3-nation crew blasts off to space station
Washington: A Soyuz MS-11, carrying one astronaut each from the US and Canada and a cosmonaut from Russia, has been successfully launched to the International Space Station (ISS) on Monday and has safely reached orbit, the US space agency NASA said in a statement.
The Soyuz MS-11 launched from the Baikonur Cosmodrome in Kazakhstan to the ISS at 6.31 a.m. EST on Monday (5.31 p.m. in Baikonur). At the time of launch, the station was flying about 250 miles over central Kazakhstan southwest of the capital of Astana, 405 miles ahead of the Soyuz as it leaves the launch pad.
NASA astronaut Anne McClain, David Saint-Jacques of the Canadian Space Agency and Oleg Konenenko of the Russian space agency Roscosmos began their six-hour trip to the orbital laboratory where they will live and work for the next six-and-a-half months.

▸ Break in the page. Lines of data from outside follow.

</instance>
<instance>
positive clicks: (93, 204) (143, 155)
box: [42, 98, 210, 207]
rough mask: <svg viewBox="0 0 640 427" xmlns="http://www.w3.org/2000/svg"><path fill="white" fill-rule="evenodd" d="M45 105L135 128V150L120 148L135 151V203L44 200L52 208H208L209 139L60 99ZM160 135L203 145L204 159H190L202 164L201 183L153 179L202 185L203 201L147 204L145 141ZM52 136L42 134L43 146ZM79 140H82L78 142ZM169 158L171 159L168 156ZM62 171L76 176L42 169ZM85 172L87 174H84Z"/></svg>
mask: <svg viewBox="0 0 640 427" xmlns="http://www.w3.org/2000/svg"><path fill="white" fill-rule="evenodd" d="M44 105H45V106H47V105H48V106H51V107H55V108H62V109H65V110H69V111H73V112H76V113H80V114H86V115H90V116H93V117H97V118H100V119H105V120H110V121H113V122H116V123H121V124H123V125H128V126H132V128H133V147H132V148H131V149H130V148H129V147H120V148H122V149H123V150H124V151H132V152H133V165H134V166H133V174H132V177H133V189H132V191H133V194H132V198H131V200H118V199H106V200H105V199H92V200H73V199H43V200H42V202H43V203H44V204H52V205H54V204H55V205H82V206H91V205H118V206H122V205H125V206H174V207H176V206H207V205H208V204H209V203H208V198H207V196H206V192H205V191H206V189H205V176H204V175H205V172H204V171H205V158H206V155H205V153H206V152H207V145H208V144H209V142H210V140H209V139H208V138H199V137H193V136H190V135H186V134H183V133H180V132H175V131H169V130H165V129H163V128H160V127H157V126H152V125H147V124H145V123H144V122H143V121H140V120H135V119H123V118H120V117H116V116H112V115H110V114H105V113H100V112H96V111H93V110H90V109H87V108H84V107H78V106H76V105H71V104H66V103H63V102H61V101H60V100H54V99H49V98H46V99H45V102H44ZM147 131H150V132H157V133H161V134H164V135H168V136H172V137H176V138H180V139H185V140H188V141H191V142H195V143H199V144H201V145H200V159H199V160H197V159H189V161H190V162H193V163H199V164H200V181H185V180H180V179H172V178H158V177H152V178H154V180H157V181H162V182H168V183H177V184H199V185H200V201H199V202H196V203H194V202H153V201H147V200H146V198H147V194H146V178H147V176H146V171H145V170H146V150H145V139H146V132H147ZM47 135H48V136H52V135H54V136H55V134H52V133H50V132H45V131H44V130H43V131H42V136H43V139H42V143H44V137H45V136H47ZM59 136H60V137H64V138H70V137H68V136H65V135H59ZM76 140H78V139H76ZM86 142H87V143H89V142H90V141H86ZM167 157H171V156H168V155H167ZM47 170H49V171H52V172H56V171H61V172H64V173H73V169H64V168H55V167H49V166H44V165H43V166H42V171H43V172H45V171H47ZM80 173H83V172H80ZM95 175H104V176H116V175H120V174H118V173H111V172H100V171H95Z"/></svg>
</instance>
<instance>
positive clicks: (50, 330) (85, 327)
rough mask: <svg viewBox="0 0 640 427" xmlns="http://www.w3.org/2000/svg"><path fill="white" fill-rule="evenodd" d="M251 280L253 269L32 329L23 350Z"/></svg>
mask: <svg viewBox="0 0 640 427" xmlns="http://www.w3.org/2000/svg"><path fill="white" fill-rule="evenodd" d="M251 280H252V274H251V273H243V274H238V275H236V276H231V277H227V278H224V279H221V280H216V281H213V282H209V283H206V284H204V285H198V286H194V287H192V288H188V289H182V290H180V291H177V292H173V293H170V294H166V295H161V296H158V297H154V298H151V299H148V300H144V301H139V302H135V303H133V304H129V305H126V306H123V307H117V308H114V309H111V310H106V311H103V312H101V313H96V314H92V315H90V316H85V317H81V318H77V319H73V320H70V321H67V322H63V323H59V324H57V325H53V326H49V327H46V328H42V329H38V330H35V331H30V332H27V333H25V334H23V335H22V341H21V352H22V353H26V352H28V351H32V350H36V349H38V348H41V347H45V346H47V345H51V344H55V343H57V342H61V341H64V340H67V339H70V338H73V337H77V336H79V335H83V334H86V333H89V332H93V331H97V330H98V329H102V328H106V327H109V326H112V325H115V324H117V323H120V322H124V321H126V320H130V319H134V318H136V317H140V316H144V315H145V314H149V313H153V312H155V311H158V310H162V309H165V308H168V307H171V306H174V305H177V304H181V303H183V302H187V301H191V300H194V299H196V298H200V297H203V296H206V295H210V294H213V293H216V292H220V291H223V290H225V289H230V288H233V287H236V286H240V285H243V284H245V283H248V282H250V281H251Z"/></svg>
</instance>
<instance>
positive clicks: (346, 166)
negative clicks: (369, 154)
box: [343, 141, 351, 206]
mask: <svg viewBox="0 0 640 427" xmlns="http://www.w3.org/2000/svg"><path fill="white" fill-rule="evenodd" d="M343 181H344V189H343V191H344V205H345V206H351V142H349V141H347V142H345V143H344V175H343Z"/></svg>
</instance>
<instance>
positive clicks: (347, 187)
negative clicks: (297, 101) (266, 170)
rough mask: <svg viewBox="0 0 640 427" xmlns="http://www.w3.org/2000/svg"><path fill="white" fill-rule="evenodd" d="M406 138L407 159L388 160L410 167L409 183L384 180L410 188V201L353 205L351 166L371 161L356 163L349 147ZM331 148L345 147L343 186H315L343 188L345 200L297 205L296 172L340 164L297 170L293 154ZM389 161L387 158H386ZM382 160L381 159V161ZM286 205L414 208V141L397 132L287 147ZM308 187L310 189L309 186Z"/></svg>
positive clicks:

"The #Exp58 crew is safely in orbit! I'm grateful to Director General Dmitry Rogozin and the entire @NASA and @roscosmos teams for their dedication to making this launch a success. Ad Astra!," Jim Bridenstine, NASA Administrator tweeted on Monday.
The launch came less than two months after a booster failure forced a Soyuz spacecraft carrying Russian cosmonaut Alexey Ovchinin and US astronaut Nick Hague to make an emergency landing.
The incident became the first failure of a manned space launch in modern Russian history.
The crew arrival will briefly restore the station's crew complement to six as they join Serena Auñón-Chancellor of NASA, Expedition 57 Commander Alexander Gerst of ESA (European Space Agency) and Sergey Prokopyev of the Russian space agency Roscosmos, who are scheduled to remain aboard the station till December 20.
The crew members will also receive the SpaceX Dragon cargo resupply spacecraft set to launch on Tuesday from Cape Canaveral Air Force Station and deliver more than 5,800 pounds of critical research and supplies.
"Welcome to Space! The trio is now safely in orbit and solar arrays have successfully deployed on their Soyuz spacecraft. They will now embark on six-hour chasedown of the space station and are expected to arrive later today," NASA tweeted.